Long my favourite song on the album, though, is one of the less successful singles, She Makes My Nose Bleed. I’ve been entirely sure why – the subject of the song never (thankfully) resonated with my own experiences, but melodically it is probably Mansun’s greatest pop song and thus in my eyes is rather unjustly forgotten by many.
In the early part of 1997, soundtracks were still an important way of launching a band, or launching new material in one way or another, and interestingly enough this soundtrack (to the first of a few “difficult” David Lynch films of recent decades), served one band in each way. Nine Inch Nails had been fairly quiet for a while, after The Downward Spiral, the remix album Further Down The Spiral and related touring had completed, and the release of new track The Perfect Drug on this album was thus quite an event – and quite a shock, with the heavy use of drum’n’bass in the track (it remains a fairly divisive track to this day).
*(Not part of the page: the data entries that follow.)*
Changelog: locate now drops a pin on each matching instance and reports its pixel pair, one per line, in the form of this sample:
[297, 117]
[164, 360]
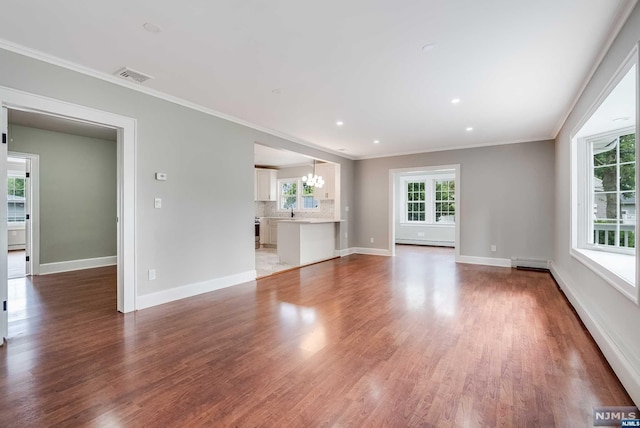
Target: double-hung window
[604, 219]
[613, 191]
[295, 195]
[428, 199]
[15, 199]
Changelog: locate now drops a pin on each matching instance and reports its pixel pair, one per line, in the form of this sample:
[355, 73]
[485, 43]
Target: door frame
[126, 173]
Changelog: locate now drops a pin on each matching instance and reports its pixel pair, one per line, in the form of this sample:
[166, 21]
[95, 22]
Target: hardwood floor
[414, 340]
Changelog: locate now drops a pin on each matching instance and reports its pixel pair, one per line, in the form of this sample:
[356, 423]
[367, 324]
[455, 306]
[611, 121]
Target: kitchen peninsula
[306, 241]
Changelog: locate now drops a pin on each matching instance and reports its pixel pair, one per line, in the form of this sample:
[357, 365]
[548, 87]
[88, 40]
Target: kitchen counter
[304, 241]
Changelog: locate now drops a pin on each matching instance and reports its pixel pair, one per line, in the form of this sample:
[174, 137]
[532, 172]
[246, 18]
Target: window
[289, 198]
[15, 199]
[445, 209]
[428, 199]
[416, 202]
[603, 168]
[288, 194]
[613, 191]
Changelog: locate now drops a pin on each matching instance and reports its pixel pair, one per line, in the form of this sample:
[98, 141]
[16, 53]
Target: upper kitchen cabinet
[266, 184]
[328, 172]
Elsewhere, though, to most US (and British) ears this album was the first time that they’d come across Rammstein. I’d had their debut album passed to me just a month or two before, so I knew what to expect, but to the music press, they were something of a sensation – and especially so once they’d seen the video for this track (and the live footage, too!). The brooding, stately chug of this track is actually recounting the horror of the Ramstein Air Show Disaster, but was also repurposed by the band into being their signature live track for some time, where Till Lindemann wore a chainmail coat and set it on fire (in later years the coat was discarded and replaced with arm-mounted flamethrowers). Seeing it live for the first time (which I did four years later, in 2001) was quite the experience, and seeing them again and again live since has never got old.